What drew the author to the period of the Peloponnesian Wars, I asked, and to Aristophanes? Barbero told me that, having been a teenager when he discovered Aristophanes and the historian Thucydides, the former remains his favourite classical author. “However, I’d never have set a novel in that period, if I had not read Luciano Canfora’s Il mondo di Atene (The Athenian World, 2011), which made me realise that the fragility of Athenian democracy, the gulf of hatred between rich and poor, and the ease with which political tension could degrade into terrorism closely resembled the political situation of Italy while I was growing up, in the Seventies.”
Italy experienced a period of violent political and social turmoil during the so-called “Years of Lead” (Anni di piombo). Privilege and abuse were often closely intertwined. A horrific episode of sexual violence, which has never been forgotten in Italy, was the gang rape known as the Circeo massacre that took place outside Rome in 1975. As Barbero stressed, “The idea for the novel took shape when I realised that a crime of this nature could easily have occurred in the political climate of fifth-century Athens.”
Even though Athens invented democracy (the aged Pericles is among the audience watching Lysistrata), its population needed to be constantly on their guard against the rich oligarchs who plotted to impose their rule by sowing terror. Glicera and Charis, two naïve but resourceful daughters of humble farmers, are tempted to visit a rich neighbour’s son, Cimone, in his father’s country house. Their reception has been carefully planned and even the house slaves have been sent to the festivities in the city. The events that ensue are directly inspired by the Circeo massacre.

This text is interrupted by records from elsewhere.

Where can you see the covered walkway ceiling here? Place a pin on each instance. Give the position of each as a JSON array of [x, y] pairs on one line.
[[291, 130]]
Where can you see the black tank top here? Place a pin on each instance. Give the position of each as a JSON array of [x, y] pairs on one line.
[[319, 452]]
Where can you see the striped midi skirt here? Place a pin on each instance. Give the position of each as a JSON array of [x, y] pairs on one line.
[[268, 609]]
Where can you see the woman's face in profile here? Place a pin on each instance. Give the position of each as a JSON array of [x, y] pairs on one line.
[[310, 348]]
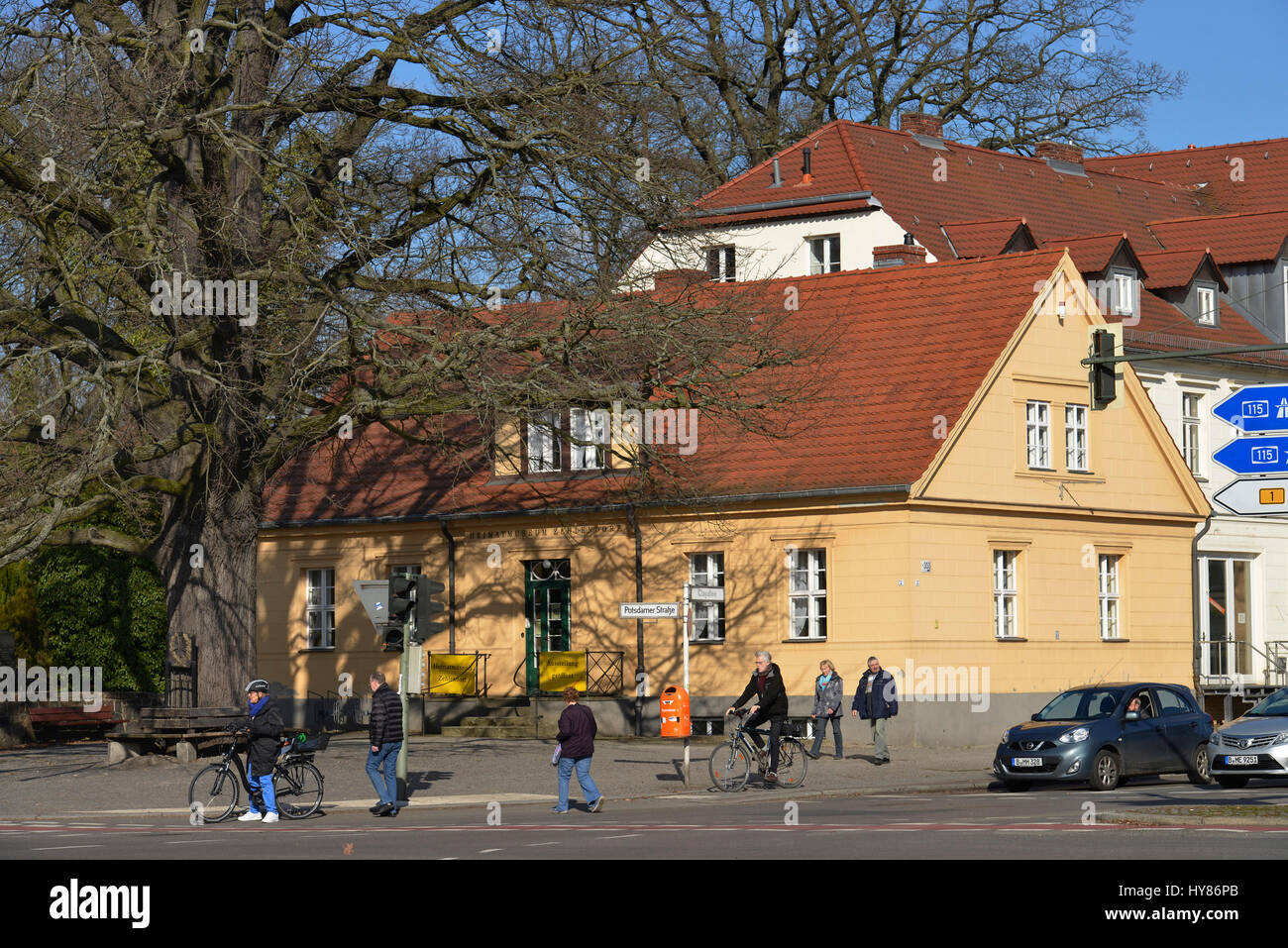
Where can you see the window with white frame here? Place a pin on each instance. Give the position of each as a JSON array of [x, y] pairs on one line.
[[1125, 294], [321, 608], [544, 442], [1190, 430], [824, 254], [1207, 305], [707, 570], [589, 440], [1109, 595], [1076, 437], [1038, 433], [721, 263], [1005, 594], [807, 591]]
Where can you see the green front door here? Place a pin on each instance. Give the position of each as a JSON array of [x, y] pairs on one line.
[[548, 588]]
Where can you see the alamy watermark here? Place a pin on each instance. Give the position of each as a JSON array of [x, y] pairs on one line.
[[179, 296], [58, 683]]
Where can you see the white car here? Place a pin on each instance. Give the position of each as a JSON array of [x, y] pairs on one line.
[[1254, 745]]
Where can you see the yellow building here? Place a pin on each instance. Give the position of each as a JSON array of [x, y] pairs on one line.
[[947, 501]]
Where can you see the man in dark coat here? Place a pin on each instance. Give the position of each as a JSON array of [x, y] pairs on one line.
[[386, 736], [767, 685], [265, 745], [876, 702], [576, 738]]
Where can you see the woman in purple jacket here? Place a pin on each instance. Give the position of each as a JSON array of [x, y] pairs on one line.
[[576, 747]]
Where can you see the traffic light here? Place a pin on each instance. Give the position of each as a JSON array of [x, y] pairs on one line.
[[1103, 376], [426, 607]]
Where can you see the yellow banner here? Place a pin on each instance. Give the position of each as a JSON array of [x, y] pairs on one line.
[[451, 674], [559, 670]]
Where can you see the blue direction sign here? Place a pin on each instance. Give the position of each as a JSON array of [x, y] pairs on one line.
[[1267, 455], [1256, 408]]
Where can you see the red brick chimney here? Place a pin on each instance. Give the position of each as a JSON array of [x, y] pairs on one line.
[[897, 254], [1060, 151], [921, 124]]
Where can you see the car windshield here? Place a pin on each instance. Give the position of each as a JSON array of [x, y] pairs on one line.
[[1083, 704], [1274, 706]]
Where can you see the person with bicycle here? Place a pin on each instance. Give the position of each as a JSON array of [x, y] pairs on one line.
[[265, 740], [767, 685]]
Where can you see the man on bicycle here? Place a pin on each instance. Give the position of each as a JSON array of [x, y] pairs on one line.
[[767, 685], [266, 738]]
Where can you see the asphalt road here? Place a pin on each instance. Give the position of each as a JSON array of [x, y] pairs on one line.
[[1064, 823]]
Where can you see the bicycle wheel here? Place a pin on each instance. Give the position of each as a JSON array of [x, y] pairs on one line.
[[791, 763], [213, 793], [297, 788], [729, 767]]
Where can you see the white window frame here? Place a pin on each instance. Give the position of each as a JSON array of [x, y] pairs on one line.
[[320, 607], [1207, 305], [1192, 430], [1077, 447], [806, 591], [1006, 594], [725, 261], [589, 442], [824, 254], [1037, 434], [544, 449], [707, 570], [1109, 594]]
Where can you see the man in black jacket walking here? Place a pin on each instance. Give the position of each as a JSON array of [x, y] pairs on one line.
[[767, 685], [385, 743]]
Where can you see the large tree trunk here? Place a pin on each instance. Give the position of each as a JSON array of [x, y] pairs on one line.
[[207, 559]]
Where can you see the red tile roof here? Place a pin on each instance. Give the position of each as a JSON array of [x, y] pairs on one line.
[[1260, 180], [1231, 237], [888, 355]]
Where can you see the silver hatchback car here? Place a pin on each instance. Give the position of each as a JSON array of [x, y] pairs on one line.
[[1254, 745]]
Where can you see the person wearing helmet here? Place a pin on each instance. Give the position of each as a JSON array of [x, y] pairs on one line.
[[266, 736]]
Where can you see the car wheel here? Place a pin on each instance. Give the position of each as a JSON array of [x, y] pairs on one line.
[[1198, 769], [1106, 771]]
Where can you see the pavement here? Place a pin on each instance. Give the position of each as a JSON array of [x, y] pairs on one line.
[[58, 781]]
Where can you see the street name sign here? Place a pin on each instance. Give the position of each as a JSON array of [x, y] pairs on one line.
[[1265, 455], [649, 610], [1250, 497], [1256, 408]]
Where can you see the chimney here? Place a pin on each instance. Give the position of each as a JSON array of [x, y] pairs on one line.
[[678, 281], [898, 254], [1059, 151], [921, 124]]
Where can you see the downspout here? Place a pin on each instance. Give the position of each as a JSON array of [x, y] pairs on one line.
[[639, 622], [451, 587]]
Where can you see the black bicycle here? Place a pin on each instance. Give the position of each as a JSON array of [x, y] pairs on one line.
[[296, 782], [730, 762]]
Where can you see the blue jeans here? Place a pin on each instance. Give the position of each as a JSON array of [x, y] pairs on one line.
[[386, 785], [588, 786], [266, 789]]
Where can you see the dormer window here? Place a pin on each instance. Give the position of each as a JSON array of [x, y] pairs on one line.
[[1207, 305], [824, 254], [1125, 294], [721, 264]]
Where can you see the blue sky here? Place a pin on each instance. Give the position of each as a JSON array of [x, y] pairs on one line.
[[1234, 52]]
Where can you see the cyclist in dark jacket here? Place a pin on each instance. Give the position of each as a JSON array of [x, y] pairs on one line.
[[266, 741], [385, 742], [767, 685]]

The narratives of the female slaves offer another point of view on this society: particularly that of Andromache (the name given to her after she was captured during the war against Sparta). I suggested to Barbero that her story might merit a sequel, but he replied: “I like writing about different things, so I would never continue a story.”

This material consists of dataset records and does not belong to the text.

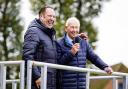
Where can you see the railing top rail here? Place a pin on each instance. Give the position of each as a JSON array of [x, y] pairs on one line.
[[11, 62], [104, 77], [10, 81], [63, 67]]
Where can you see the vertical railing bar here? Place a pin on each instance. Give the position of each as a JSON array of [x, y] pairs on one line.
[[87, 80], [29, 74], [125, 82], [114, 83], [44, 77], [14, 85], [4, 76], [22, 75]]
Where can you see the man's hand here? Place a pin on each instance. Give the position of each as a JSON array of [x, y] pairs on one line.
[[38, 82], [75, 48], [83, 35], [108, 70]]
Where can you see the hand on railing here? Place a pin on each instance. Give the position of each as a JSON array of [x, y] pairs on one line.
[[108, 70], [38, 82]]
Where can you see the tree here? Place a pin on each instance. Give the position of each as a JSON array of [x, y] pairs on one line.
[[84, 10], [10, 34], [10, 29]]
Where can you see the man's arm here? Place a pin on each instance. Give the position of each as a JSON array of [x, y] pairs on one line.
[[96, 60]]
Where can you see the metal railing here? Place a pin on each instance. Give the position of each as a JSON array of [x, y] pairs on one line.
[[3, 70], [44, 66], [3, 81]]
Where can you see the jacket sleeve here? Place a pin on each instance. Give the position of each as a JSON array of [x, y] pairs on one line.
[[31, 41], [63, 56], [95, 59]]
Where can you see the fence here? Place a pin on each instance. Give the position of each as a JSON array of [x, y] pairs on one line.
[[3, 70], [44, 66]]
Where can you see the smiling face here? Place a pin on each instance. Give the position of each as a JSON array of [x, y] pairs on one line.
[[72, 28], [48, 18]]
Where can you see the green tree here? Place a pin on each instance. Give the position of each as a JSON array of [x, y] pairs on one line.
[[84, 10], [10, 34], [10, 30]]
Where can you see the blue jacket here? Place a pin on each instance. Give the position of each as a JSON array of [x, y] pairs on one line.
[[39, 45], [70, 79]]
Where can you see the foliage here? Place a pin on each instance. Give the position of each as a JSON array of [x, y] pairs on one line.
[[10, 29], [84, 10]]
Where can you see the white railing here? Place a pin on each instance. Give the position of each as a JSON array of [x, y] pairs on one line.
[[44, 66], [4, 81]]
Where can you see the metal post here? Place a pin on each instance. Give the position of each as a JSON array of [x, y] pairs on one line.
[[44, 77], [114, 83], [22, 75], [29, 74], [87, 80], [1, 71], [14, 85], [125, 82], [2, 76]]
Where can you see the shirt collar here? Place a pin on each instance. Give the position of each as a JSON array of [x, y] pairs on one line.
[[69, 39]]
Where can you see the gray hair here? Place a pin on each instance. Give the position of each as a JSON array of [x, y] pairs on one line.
[[72, 19]]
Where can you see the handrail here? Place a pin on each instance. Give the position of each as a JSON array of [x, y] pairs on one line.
[[63, 67], [3, 81], [44, 66]]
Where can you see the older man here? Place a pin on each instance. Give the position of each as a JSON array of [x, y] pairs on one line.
[[75, 51], [39, 43]]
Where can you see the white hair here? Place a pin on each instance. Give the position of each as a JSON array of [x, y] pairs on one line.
[[72, 19]]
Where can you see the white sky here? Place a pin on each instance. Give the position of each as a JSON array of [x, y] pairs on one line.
[[113, 32], [112, 46]]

The structure of the novel carefully interweaves the performance of the comedy with the assault on the girls, the humour of the first contrasting the horror of the second. Yet very little is known in fact about the performance of Greek comedy. As Barbero highlights, “This is one of those areas where the historical novel is particularly appropriate as a means of re-creating the past: given that our knowledge is so limited, it is entirely justified – and stimulating – to fill the gaps using the novelist’s imagination.”

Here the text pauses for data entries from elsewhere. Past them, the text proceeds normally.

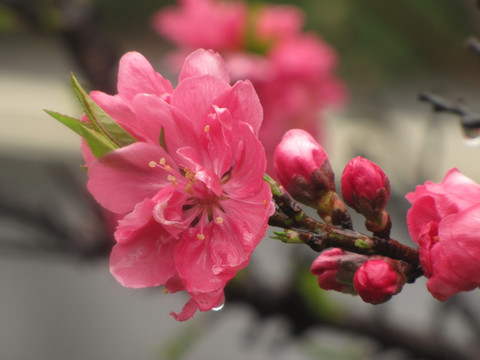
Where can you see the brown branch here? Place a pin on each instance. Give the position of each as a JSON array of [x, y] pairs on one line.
[[320, 236]]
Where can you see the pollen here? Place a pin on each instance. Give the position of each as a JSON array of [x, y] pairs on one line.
[[189, 188], [189, 175], [172, 179]]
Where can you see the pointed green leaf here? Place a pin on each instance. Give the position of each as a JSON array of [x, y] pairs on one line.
[[103, 123], [71, 123], [97, 142]]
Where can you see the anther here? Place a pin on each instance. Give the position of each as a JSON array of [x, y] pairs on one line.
[[172, 179]]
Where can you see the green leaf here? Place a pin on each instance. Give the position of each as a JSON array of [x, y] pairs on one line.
[[102, 122], [98, 143], [72, 123]]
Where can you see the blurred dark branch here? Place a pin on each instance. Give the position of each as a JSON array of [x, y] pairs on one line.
[[93, 53], [80, 29], [292, 306], [468, 119], [473, 44]]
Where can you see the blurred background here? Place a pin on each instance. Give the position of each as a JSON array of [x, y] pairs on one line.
[[57, 298]]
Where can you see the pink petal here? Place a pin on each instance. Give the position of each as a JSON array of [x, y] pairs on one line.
[[122, 178], [136, 75], [243, 103], [194, 96], [118, 109], [422, 211], [146, 257], [169, 212], [203, 174], [204, 62], [227, 250], [249, 216], [249, 165], [194, 263], [154, 114]]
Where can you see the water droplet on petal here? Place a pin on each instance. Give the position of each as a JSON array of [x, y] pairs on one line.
[[471, 136], [218, 308]]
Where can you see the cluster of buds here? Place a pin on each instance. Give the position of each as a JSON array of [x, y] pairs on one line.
[[304, 170], [366, 189], [375, 279]]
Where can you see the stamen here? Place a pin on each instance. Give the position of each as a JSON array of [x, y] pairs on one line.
[[189, 188], [172, 179]]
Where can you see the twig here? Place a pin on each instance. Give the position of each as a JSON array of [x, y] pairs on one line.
[[469, 119]]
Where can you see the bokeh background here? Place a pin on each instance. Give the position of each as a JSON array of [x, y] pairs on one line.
[[57, 298]]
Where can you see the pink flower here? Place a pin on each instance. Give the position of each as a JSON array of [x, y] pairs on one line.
[[377, 280], [335, 269], [292, 71], [444, 222], [300, 160], [203, 23], [196, 206], [365, 187]]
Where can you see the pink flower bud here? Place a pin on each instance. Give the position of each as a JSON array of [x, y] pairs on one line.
[[303, 167], [335, 269], [365, 187], [444, 222], [377, 280]]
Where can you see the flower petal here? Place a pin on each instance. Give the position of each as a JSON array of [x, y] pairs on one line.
[[194, 96], [249, 165], [144, 257], [154, 114], [243, 103], [136, 75], [204, 62], [122, 178]]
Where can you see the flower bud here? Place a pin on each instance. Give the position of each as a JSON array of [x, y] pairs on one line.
[[377, 280], [303, 167], [365, 187], [335, 269]]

After sixteenth-century Venice and the classical world, I was intrigued to hear about the setting for Barbero’s next novel. Clearly, it would be different. “For some time,” he replied, “I’ve been tempted by the idea of writing a novel set in New York around September 11, 2001, but I don’t know whether I’ll ever actually want to write it.”
1. Alessandro Barbero, Master Pyle’s Bella Vita and Other People’s Wars, 1995, was awarded the 1996 Strega Prize for Fiction; The Eyes of Venice, trans. Gregory Conti, 2012. The Athenian Women is translated by Anthony Shugaar.